Amerika, sagt er, muss den Trend verlangsamen, dass Erwachsene und Kinder dicker werden, und um dies zu erreichen, hat er mehrere Botschaften:

- „Die beliebten proteinreichen, kohlenhydratarmen Diäten sind nur Spielereien“, sagt er. Sie funktionieren vorübergehend, weil sie weniger Kalorien enth alten, aber das Gewicht kommt sofort zurück, weil es fast unmöglich ist, die Diäten auf unbestimmte Zeit durchzuh alten.Langfristig könnten solche Diäten mit einem höheren Risiko für Krebs, Herzkrankheiten und Nierenversagen in Verbindung gebracht werden, sagt er.

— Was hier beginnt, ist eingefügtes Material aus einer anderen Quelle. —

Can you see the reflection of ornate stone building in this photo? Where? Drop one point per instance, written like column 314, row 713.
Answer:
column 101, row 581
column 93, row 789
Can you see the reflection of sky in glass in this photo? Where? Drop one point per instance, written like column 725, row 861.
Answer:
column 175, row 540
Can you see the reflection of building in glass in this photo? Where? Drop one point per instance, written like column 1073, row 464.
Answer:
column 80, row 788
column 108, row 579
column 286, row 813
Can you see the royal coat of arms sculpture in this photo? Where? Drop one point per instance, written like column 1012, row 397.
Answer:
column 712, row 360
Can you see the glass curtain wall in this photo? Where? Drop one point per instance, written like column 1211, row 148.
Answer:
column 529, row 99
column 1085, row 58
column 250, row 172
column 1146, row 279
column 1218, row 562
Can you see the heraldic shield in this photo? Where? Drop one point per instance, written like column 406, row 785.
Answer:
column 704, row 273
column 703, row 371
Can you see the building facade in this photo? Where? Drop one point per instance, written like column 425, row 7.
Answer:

- "Die idealen Gewichtstabellen senden die falsche Botschaft an die Verbraucher; es ist nicht Ihr Gewicht, das zählt, sondern was in Ihr Gewicht einfließt." Viel wichtiger für die Gesundheit sind also Indikatoren wie Blutdruck und Cholesterin sowie gesunde Lebensgewohnheiten wie fettarme Ernährung und viel Bewegung. "Neuere Studien zeigen, dass eine kürzere Sterblichkeit eher mit Inaktivität als mit dem Körpergewicht zusammenhängt."

- Was du wiegst, ist jedoch wichtig für dein Leben. Studien zeigen, dass übergewichtige Menschen in Beruf, Wohnung, Bildung, Verabredung und Ehe diskriminiert werden.

- Die beliebte Set-Point-Theorie – dass Ihr Körper Ihren Appetit und Ihr Körpergewicht reguliert – scheint an Boden zu verlieren, da neue Forschungsergebnisse sie nicht unterstützen.

- Die Amerikaner werden dicker, weil sie jedes Jahr etwa 1.000 Kalorien mehr zu sich nehmen als im Vorjahr.Das sind weniger als 10 Kalorien pro Tag. Um diese zusätzliche Energie zu verbrennen, muss die durchschnittliche Person nur etwa 17 Stunden mehr im Jahr laufen oder das Haus putzen, etwa acht Stunden mehr spazieren gehen, Fahrrad fahren oder tanzen oder sich intensiv bewegen (bergauf gehen, Basketball spielen oder Seil springen). drei Stunden mehr pro Jahr.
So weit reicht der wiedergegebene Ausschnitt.